Five Ways to Help Your Customers Go Green

9/14/2012

Grocery stores are unique. Unlike most retail outlets, down every grocery aisle lays the opportunity to put green products in consumers’ hands, from fresh produce to dairy, from dry goods to the butcher, from both personal as well as household care products.

Yet the opportunity is too often untapped. More than half of grocery shoppers in the U.S. are frustrated; they wish they could buy environmentally friendly products, but say they are often not available or not affordable.

Capitalizing on this unmet need, grocers can realize new tactics to build loyalty and sales with their shoppers. Many retailers are leaving green – dollars, that is – in the aisle by failing to leverage their strengths and abilities. The question is, how? What’s a grocer to do?
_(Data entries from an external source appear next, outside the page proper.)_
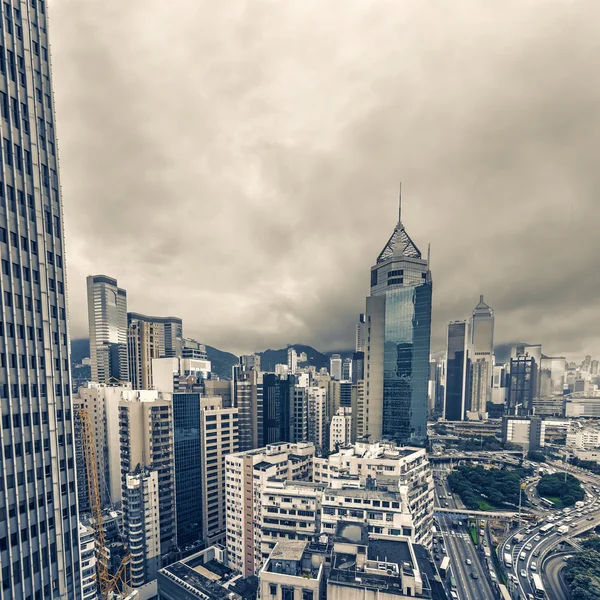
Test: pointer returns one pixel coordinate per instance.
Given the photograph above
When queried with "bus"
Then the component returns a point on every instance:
(445, 567)
(537, 587)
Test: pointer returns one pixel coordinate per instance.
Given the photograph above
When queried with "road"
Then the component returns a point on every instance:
(534, 544)
(460, 548)
(556, 588)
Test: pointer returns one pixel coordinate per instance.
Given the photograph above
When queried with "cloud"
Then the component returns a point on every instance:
(237, 163)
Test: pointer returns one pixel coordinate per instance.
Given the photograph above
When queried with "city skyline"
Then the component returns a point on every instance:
(258, 239)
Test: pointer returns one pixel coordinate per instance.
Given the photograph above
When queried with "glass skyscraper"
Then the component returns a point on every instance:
(39, 544)
(398, 323)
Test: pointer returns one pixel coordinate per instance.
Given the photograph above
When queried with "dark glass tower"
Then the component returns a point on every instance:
(458, 369)
(398, 322)
(188, 468)
(39, 542)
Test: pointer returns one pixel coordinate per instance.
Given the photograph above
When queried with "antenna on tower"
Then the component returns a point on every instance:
(400, 204)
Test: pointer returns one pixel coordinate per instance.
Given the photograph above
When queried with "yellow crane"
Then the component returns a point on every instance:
(107, 583)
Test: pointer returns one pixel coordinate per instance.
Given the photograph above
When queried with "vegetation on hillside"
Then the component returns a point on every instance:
(582, 571)
(563, 491)
(483, 489)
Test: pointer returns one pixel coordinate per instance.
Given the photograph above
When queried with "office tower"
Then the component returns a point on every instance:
(335, 366)
(482, 357)
(360, 334)
(292, 361)
(193, 349)
(107, 317)
(187, 445)
(523, 383)
(533, 351)
(299, 415)
(250, 361)
(317, 417)
(358, 367)
(340, 429)
(172, 375)
(347, 369)
(39, 528)
(458, 369)
(141, 524)
(398, 320)
(245, 475)
(148, 338)
(245, 399)
(220, 437)
(146, 440)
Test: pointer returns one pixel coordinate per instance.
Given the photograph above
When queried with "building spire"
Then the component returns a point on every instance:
(400, 204)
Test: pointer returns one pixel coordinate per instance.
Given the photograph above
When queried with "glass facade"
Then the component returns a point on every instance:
(457, 371)
(188, 468)
(39, 530)
(406, 363)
Here are five to start with:

1. Celebrate the company you keep. When shoppers see eco-friendly brands showcased – even celebrated – in your store, they award you with green creds, seeing you as being more eco-friendly while helping them to be, too. Not surprisingly, shoppers often rate the natural and organic brands as the most eco-friendly. Among the leading brands, Yoplait is rated more eco-friendly than Dannon; Quaker more than Kellogg’s or General Mills; and Simply Orange more than Tropicana or Minute Maid. Know how your shoppers perceive the brands on your shelves. Help them make the eco-friendly brand choice that is right for them and their families.

2. Be a good neighbor. Two in three grocery shoppers say it is important to shop at a store that is a good neighbor in their community. Are you? From treating employees well, to supporting local farmers and suppliers, to creating teachable moments for parents with their children, to supporting recycling efforts to reduce waste. Find opportunities to engage with your shoppers for a healthier and more sustainable community.
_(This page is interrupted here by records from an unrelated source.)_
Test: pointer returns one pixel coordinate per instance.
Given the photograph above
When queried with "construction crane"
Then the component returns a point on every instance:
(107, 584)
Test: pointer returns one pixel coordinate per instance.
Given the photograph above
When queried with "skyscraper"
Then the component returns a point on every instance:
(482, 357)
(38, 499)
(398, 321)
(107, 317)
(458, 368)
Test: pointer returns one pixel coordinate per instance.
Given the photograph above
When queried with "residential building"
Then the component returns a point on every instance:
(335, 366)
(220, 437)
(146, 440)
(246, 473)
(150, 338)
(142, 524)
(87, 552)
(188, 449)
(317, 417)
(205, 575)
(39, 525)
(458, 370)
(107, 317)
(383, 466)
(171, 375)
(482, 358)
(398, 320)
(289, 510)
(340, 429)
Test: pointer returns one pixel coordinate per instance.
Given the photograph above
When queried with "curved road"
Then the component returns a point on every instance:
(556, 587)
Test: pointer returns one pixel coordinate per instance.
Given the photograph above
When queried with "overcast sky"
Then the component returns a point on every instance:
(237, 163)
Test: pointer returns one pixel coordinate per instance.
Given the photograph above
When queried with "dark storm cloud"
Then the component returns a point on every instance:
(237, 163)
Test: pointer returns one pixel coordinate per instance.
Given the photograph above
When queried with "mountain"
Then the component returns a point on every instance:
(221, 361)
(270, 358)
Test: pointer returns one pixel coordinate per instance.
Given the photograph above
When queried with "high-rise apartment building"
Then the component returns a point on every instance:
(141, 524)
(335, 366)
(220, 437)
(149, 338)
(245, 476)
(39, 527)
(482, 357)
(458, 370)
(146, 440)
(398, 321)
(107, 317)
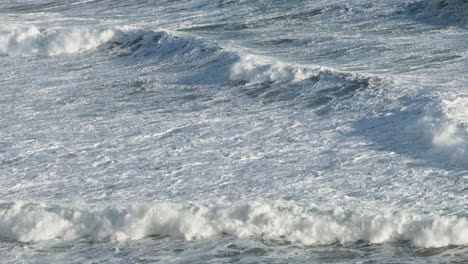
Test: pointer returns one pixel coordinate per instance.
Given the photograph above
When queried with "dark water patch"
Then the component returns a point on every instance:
(436, 12)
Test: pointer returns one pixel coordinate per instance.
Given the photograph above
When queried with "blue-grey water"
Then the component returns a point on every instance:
(234, 131)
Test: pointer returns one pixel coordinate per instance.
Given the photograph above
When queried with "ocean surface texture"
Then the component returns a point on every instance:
(233, 131)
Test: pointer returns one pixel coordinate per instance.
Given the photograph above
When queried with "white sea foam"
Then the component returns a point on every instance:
(31, 40)
(309, 226)
(257, 70)
(445, 128)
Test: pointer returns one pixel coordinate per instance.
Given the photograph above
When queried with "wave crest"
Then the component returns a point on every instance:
(31, 40)
(290, 222)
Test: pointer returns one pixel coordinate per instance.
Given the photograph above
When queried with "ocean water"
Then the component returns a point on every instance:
(234, 131)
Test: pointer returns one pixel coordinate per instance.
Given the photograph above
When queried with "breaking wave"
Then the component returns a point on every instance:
(31, 40)
(283, 221)
(446, 11)
(444, 126)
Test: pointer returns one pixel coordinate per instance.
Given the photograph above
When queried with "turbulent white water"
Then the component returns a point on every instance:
(233, 131)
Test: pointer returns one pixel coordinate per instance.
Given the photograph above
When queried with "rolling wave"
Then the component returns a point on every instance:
(280, 221)
(31, 40)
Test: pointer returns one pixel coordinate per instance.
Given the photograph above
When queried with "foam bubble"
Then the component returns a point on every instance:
(275, 220)
(445, 128)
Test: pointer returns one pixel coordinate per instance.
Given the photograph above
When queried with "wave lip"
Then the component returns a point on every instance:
(444, 128)
(31, 40)
(272, 220)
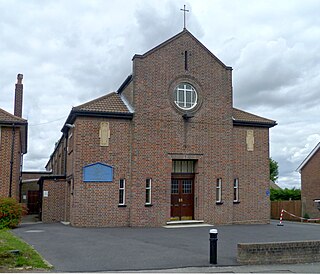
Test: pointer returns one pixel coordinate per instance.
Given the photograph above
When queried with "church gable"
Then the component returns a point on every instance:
(166, 43)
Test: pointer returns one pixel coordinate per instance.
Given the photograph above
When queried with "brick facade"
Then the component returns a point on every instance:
(310, 183)
(148, 132)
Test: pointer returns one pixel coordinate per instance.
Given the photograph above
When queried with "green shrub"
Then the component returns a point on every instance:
(10, 212)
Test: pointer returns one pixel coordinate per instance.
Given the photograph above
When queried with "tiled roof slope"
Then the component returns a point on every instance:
(6, 117)
(242, 116)
(111, 103)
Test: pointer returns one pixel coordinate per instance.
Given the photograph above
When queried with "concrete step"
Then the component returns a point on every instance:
(185, 222)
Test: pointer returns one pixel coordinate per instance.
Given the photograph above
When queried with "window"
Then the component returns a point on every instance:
(218, 190)
(236, 190)
(187, 186)
(148, 192)
(183, 166)
(122, 191)
(185, 96)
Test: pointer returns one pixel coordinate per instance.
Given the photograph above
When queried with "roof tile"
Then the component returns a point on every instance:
(240, 115)
(111, 102)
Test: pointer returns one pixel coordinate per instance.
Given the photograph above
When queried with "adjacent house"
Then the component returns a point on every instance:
(167, 146)
(310, 183)
(13, 145)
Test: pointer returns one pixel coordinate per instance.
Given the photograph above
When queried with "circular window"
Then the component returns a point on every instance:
(185, 96)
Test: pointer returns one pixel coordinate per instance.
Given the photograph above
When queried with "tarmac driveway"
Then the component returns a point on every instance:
(111, 249)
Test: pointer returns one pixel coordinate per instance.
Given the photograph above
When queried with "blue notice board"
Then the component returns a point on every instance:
(98, 172)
3. Make it easy to be green. Instead, it’s getting harder; shoppers are more likely today than three years ago to say it is hard to figure out what choices to make. Most want to make the right choice, but they don’t want to have to do the homework – not only does it take time, all those labels are confusing, written in mouse print often with unpronounceable ingredients. They want a retailer who can be trusted help make eco-friendly choices easy. At the grocery store, that means a wider selection of healthy, locally produced, natural and organic products. It means packaging that is recyclable, reusable or recycled. It means choices that are affordable, practical, and that perform as well or better than their conventional counterparts. It means shelf placements that aren’t limited to the green grocery ghetto.

4. Keep it personal. For mainstream consumers, sustainability is about me and mine: it’s “My World, My Life” first, and only then the world and the greater good. So, start by speaking to what is most personal to shoppers. Their number one, personal eco priority is to reduce their household waste. Recognize that – help them with this by finding creative ways to reduce their household’s weekly garbage: recyclable containers, including for prepared food; on-site bottle returns that provide points for redemption in your store; neighborhood park cleanup sponsorships; refreshments for school, church and other community educational programs that promote environmentally responsible behaviors. Creativity is key – and, by the way, your employees’ ideas can be your best sources of what to do – ask them!

5. Give yourself credit for what you are already doing right. Don’t leave it on your website or limit sharing it only on your supplier conference calls. Tell your shoppers – show your shoppers – what you’re doing. Most of them are simply unaware and typically rate their grocer as “somewhat” eco-friendly at best, or even “not eco-friendly.” More than one in 10 has no idea where their retailer stands. Almost half (47%) of grocery shoppers want their retailer to offer information on recycling and other eco-friendly practices but aren’t getting it today.

Clearly, there are opportunities for better and more shopper communications. Speak to small steps that lay a foundation for the future, and how your store is helping shoppers take the next step to make their own homes and lifestyles healthier and more eco-friendly.

While more shoppers are rethinking how and where they shop, with the environment increasingly in mind, their understanding of what this means is getting more confused, not less. Retailers who want to put green in consumers’ carts – and the other kind of green in their bottom line – need to know where they are missing, meeting and can better meet the needs of their shoppers.

The founder and former president of HealthFocus International, Linda Gilbert is the founder and CEO for EcoFocus Worldwide, the source of the annual EcoFocus Consumer Survey of 4,200 U.S. consumers, covering 33 grocery retail chains. Amy Hebard is former research director of Earthsense, current director of operations for EcoMatters and a research partner to EcoFocus.